Len Arthur, from Princes Risborough, heard loud building work going on in the tower when he was in hospital this week.

The semi-retired 69-year-old, who books gigs for bands in Wycombe, was having stents put in his heart.

He told the Local Democracy Reporting Service: “It looks terrible on the cardiac ward. The room that I was in, the hinges were falling off the windows.

“It’s falling apart. Nothing ever seems to be working. You hear drilling, but it’s just scaffolding. The noise all day drilling, it must be terrible for some people trying to rest.”

Sally Evans said she didn’t mind the tower being covered in scaffolding ‘as long as we’ve got a hospital in Wycombe’.

She added: “They are absolutely wonderful here. I’ve had treatment in the bit with the scaffolding inside. It’s not the end of the world.”

Marcon Construction Ltd, which previously worked on the tower, said it had ‘crumbling concrete facades around the site’.

However, the trust claimed that none of its hospital buildings contained any of the notorious crumbling reinforced autoclaved aerated concrete (RAAC) which forced the closures of schools and other public buildings up and down the country last year.

A spokesperson for the trust said: “The Wycombe Hospital tower was a building designed and built in the 1960s with small, narrow wards, poor ventilation and theatres on different floors.

“Within the next five years the tower will not be fit for clinical use. With our board’s approval we have therefore begun to move services out of it.
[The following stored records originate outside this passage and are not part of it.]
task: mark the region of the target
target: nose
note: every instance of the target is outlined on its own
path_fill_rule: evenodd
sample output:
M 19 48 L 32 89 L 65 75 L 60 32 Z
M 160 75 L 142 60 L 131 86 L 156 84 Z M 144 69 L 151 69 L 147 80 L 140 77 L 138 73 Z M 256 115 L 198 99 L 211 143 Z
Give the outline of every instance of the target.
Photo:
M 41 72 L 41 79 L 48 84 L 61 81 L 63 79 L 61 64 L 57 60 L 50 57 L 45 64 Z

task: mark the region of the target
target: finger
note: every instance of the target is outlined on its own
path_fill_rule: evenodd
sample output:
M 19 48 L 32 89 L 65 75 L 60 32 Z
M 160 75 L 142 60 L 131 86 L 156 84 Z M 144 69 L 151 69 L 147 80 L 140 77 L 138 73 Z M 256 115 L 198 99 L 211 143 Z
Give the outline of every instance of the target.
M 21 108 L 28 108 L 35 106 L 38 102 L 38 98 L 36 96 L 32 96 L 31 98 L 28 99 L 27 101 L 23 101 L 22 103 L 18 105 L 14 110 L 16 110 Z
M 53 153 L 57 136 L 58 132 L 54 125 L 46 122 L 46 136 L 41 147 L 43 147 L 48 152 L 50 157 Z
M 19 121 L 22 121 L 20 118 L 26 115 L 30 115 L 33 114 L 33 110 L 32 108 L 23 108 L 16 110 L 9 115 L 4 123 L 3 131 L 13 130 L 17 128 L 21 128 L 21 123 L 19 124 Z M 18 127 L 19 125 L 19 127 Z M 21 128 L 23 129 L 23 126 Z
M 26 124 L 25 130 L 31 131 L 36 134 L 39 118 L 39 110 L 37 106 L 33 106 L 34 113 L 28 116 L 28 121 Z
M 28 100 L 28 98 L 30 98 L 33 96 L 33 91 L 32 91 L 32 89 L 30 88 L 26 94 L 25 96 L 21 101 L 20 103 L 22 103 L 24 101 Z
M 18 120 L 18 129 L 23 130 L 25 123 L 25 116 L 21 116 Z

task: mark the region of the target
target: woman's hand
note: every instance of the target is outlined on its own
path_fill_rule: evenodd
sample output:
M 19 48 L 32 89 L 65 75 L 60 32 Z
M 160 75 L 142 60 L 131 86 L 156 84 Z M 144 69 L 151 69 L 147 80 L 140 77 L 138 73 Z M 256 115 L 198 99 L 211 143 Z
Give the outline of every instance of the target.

“The scaffolding is in place as a precautionary measure, to ensure the safety of our patients, visitors and staff.

“It will remain in place for the foreseeable future to help with a rolling property maintenance schedule of work and structural review.”

The trust said it had asked the government for up to £200 million to fund a purpose-built planned care centre for Wycombe.

It said it preferred this option than to keep spending taxpayers’ money to maintain the current buildings on its Wycombe Hospital site.

The trust added that it had ‘ambitious plans’ for Wycombe Hospital ‘regardless of government funding’.

A Department of Health and Social Care spokesperson said: “We have invested significant sums to upgrade and modernise NHS buildings – including £4.2 billion this financial year – so staff have the facilities needed to provide world-class care for patients.

“Trusts are responsible for prioritising this funding to maintain and refurbish their premises, including the renewal and replacement of equipment.”